Coconut

Training Large Language Models to Reason in a Continuous Latent Space

Andrew Dinhobl

General Concept


- 2 modes: language model and latent mode
- use <bot> and <eot> tokens to demarcate thoughts



Equations

  • \(x = (x_1, ..., x_T)\) some input sequence of tokens to time \(T\):
  • \(e(\cdot)\) is token embedding function
  • \(E_t = [e(x_1), e(x_2), ..., e(x_t)]\) sequence of token embeddings up to position \(t\)
  • \(H_t = \text{Transformer}(E_t)\); \(H_t \in \mathbb{R}^{t \times d}\)
  • \(h_t\) is last hidden state at position \(t\); \(h_t=H_t[t, :]\)
  • Transformer model \(M(x_{t+1}\mid x_{\leq t}) = \text{softmax}(Wh_t)\)
  • \(W\) is the parameter of the language model head

\(E_t=[e(x_1), e(x_2), ..., e(<bot>), h_i, h_{i+1}, ..., h_{j-1}, e(<eot>), ..., e(x_t)]\)


Interpretability

  • Interpretability 🐘: Is this good?
    • Performance ↑, intepretability ↓
    • CoT / R1: “Wow! I can see what the model is thinking!”
    • Interpretability was already questionable

Datasets

  • 3 datasets: augmented GSM8k + 2 constructed reasoning datasets
  • Note that a step is a reasoning step composed of many tokens


  • GSM8k is augmented with additonal synthetic data and NL instructions


How do they train it?

  • pre-trained GPT2 models
  • “multi-stage training curriculum”


- \(n + 1\) forward passes on each stage
- no training loss for latent thoughts, so hard to parallelize training?
- decomposes training into easier objectives


Steps

  1. Data: (question, CoT for \(k\) steps, answer)
  2. In initial stage, model trained on all steps of data, like normal
  3. At \(k\)th stage, the first \(k\) steps are replaced with \(k \times c\) continuous thoughts
    • \(c\) is hyperparam controlling the continuous-steps-to-text-steps ratio
    • they insert the <bot> and <eot> tokens
  4. reset the optimizer state between each training stage
  5. Optimize negative log-likelihood loss; mask questions and latent thoughts


Inference

  • essentially normal inference procedure, slight modified
  • What triggers the <eot> token? Two options
    • train binary classifier on latent thoughts to let the model decide
    • “pad latent thoughts to constant length” (==constant number of thoughts?)
  • The use the latter after saying they are comparable

Results

Math Reasoning
  • \(c = 2\)
  • They train for stages 0, 1, 2, 3 and additional stage
    • additional stage uses \(3 \times c\) continuous thoughts, but removes rest of language steps
    • stage 0 for 6 epochs, 3 epochs for other stages
Logical Reasoning
  • \(c = 1\)
  • They train for stages 0 - 6, 5 epochs per
Both
  • Train at final stage for 50 epochs, use validation loss to select

  • iCoT?

    • somewhat similar, almost like ablating out the continuous thoughts by training gradually removing earlier reasoning tokens during training.
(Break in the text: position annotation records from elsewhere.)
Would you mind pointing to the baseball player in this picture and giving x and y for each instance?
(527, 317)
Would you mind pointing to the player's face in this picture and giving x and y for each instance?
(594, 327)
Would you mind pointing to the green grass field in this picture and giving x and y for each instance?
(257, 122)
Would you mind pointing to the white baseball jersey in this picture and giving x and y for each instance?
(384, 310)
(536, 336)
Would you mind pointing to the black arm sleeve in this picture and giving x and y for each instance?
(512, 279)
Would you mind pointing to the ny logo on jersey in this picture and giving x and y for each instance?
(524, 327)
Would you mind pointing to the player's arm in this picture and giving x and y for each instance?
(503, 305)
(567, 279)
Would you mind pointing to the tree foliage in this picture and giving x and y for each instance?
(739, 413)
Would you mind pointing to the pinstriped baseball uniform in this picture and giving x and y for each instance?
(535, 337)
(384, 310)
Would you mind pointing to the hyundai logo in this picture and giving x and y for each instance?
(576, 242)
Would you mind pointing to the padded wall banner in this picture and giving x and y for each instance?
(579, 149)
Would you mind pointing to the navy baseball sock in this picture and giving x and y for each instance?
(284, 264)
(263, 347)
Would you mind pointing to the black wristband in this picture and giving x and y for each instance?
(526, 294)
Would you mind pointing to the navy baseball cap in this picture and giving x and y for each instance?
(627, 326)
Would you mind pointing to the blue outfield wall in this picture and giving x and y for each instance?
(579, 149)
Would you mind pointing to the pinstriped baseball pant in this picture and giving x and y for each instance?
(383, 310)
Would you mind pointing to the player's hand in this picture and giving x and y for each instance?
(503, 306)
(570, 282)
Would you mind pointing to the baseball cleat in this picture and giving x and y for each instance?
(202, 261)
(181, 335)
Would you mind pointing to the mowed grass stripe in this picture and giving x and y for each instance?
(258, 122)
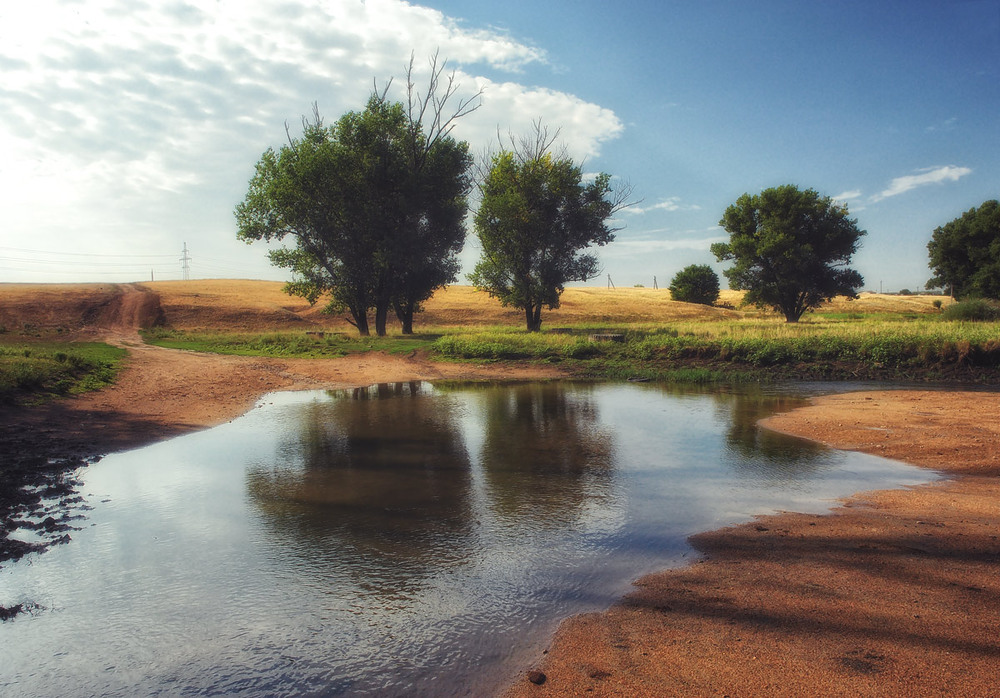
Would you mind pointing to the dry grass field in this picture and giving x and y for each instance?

Just predicting answer during inference
  • What are pause tokens?

    • additional filler tokens, like <pause> or ..., that improve performance on some tasks
  • don’t really speculate on GSM8k result

  • on “highly branching” and random ProsQA, CoT doesn’t really improve over No-CoT -> latent reasoning good



  • batch size 1
  • they note that clock time \(\propto\) number of newly generated tokens
  • used transformers for inference

Understanding Distributed Reasoning

  • “tree” vs “chain”
  • they train probe to decode latent thought in \(c = 1\) setting
  • \(3 * 3 = 9\) and \(3 * 60 = 180\) \(\rightarrow 55\%\) probability mass



- you’ll notice there are many dead ends



  • Test time inference with `\(k \in {0,1,2,3,4,5,6}\) thoughts, output the rest in NL
  • Labels and Paths depend on length of continuous and NL thoughts
  • Training for this stage mixes data from other stages
  • “As more reasoning in continuous thoughts, Correct Path and Correct Label increase” \(\rightarrow\) better latent space reasoning
    • allows model to delay hard-decisions, “allow model to eliminate incorrect options”
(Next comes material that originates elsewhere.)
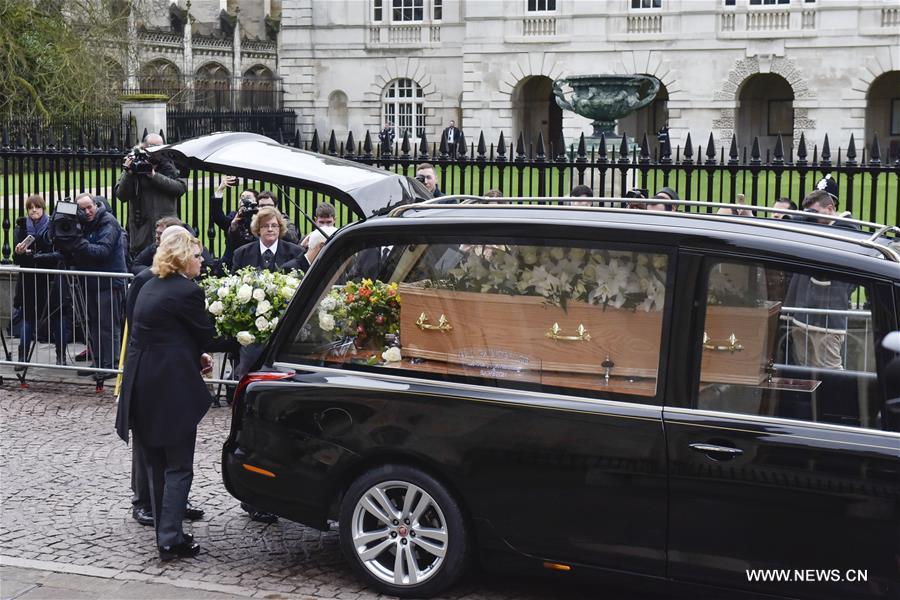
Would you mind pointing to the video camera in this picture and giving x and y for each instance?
(250, 206)
(141, 162)
(66, 223)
  • after k latent thoughts, they analyze next step probabilities for child or grandchild nodes
  • probability is calculated as conditioned token probs for each node
  • they interpret this as the model’s “implicit value function”



- x-axis is percentile of test cases
- “can encode several potential reasoning steps simultaneously and progressively eliminate incorrect paths”
- they refer to another paper laying the groundwork for distributional reasoning

Thoughts

  • Lots of room to improve training procedure. RL?
  • Still requires natural language reasoning chains
  • Thought granularity: training is based on NL steps
  • how well does this training procedure generalize to new problem spaces?